Now create and configure your ~/.rtorrent.rc. A sample can be found here, here's mine:

```

# Maximum and minimum number of peers to connect to per torrent.

min_peers = 20

max_peers = 200

# Maximum number of simultanious uploads per torrent.

max_uploads = 20

# Global upload and download rate in KiB. "0" for unlimited.

download_rate = 0

upload_rate = 40

# Session directory where rtorrent will save torrent info.

session = ~/.rtorrent.session

# Default directory to save the downloaded torrents.

directory = ~/Download/torrents/active/

# Watch a directory for new torrents and stop those that 

# have been deleted.

schedule = watch_directory,5,5,load_start=~/Download/torrents/active/*.torrent

schedule = untied_directory,5,5,remove_untied=

# When the torrent finishes, remove torrent and move downloaded 

# files to ~/Download/torrents/finished/.

on_finished = rm_torrent,"execute=rm,$d.get_tied_to_file="

on_finished = move_complete,"execute=mv,-u,$d.get_base_path=,~/Download/torrents/finished/ ;d.set_directory=~/Download/torrents/finished/"

# Close torrents when diskspace is low.

schedule = low_diskspace,5,60,close_low_diskspace=100M

# Stop torrents when reaching upload ratio in percent,

# when also reaching total upload in bytes, or when

# reaching final upload ratio in percent.

schedule = ratio,60,60,"stop_on_ratio=100"

# Port range to use for listening.

port_range = 6891-6900

# Scheduling upload rates.

schedule = throttle_day,10:00:00,24:00:00,upload_rate=30

schedule = throttle_night,20:00:00,24:00:00,upload_rate=40

```

Then add rtorrent to de default runlevel, exec as root:

```
$ rc-update add rtorrent default
```

You can attach to rtorrent and view its status executing:

```
dtach -a /path/to/socket
```

or

```
dtach -A /path/to/socket rtorrent
```

Type Ctrl+\ to detach rtorrent again.
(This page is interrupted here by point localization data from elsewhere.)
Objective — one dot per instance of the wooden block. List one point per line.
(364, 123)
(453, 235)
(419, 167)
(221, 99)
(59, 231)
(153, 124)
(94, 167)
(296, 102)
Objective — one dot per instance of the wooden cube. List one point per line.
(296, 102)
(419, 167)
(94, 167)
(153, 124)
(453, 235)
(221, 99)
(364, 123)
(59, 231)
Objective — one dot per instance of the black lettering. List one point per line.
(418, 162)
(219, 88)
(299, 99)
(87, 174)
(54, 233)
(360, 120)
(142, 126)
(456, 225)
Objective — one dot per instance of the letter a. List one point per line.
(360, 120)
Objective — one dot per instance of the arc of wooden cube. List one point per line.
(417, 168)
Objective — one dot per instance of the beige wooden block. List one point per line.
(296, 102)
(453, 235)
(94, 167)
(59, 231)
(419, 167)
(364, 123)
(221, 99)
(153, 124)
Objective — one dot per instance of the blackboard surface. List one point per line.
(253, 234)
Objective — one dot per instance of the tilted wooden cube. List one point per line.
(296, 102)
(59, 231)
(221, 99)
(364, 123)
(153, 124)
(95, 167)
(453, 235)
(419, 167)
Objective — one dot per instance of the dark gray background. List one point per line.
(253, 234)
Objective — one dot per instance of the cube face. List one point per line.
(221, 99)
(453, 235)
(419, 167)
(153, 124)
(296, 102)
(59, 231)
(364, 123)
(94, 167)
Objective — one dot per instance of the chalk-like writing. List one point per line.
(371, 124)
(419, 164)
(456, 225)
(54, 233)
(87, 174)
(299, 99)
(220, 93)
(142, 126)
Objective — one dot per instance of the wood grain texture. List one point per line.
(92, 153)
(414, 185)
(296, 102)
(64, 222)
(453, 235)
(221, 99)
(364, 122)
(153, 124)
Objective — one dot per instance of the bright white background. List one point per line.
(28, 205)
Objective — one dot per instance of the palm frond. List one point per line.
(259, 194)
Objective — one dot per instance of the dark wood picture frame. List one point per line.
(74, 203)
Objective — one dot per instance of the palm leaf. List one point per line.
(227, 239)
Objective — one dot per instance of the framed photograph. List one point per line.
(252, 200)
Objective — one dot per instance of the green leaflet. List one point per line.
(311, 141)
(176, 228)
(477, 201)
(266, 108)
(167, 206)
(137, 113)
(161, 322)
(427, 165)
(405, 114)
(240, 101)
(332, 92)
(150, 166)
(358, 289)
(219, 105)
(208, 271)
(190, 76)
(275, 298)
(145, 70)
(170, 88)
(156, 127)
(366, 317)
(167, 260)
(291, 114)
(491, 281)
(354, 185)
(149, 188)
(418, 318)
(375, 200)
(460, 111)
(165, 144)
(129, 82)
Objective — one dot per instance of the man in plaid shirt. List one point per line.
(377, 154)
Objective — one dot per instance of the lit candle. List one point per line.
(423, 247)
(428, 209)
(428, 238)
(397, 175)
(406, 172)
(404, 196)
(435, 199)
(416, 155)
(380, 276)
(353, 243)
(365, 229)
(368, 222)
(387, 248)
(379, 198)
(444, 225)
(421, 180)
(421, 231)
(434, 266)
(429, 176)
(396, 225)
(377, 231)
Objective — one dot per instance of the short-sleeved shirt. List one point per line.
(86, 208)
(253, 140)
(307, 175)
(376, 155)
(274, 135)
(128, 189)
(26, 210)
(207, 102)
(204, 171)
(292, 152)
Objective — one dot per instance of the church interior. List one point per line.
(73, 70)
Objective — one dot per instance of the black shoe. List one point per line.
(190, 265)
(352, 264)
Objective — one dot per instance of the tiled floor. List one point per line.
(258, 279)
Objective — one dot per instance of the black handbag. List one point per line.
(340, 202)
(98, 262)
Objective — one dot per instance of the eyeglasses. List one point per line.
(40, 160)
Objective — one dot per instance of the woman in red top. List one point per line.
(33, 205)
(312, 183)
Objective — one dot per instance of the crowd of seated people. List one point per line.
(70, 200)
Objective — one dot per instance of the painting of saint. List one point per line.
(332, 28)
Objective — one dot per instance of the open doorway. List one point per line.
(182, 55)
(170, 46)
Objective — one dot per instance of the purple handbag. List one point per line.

Finally, I've created the following alias in my ~/.bashrc to make my life easier:

```
alias rtorrent='dtach -A /path/to/socket /usr/bin/rtorrent'
```

This command will connect to rtorrent or restart it in case it died for some reason (which doesn't ever happen as far as I can tell, but just in case).

That's it! You're all set. Torrents can now be uploaded from anywhere to your watch directory (local or remote using scp, ftp, ...) and you can monitor rtorrents status at any time (also local or remote). 

Happy downloading!

PS) The daemon script could be enhanced by using pidfiles. However, when I try this with -m --pidfile /path/to/pidfile, the pid of dtach instead of rtorrent is stored. If anyone knows how to solve this, please tell me!

[Edit1]: Added the line --env TERM="xterm" to the init script.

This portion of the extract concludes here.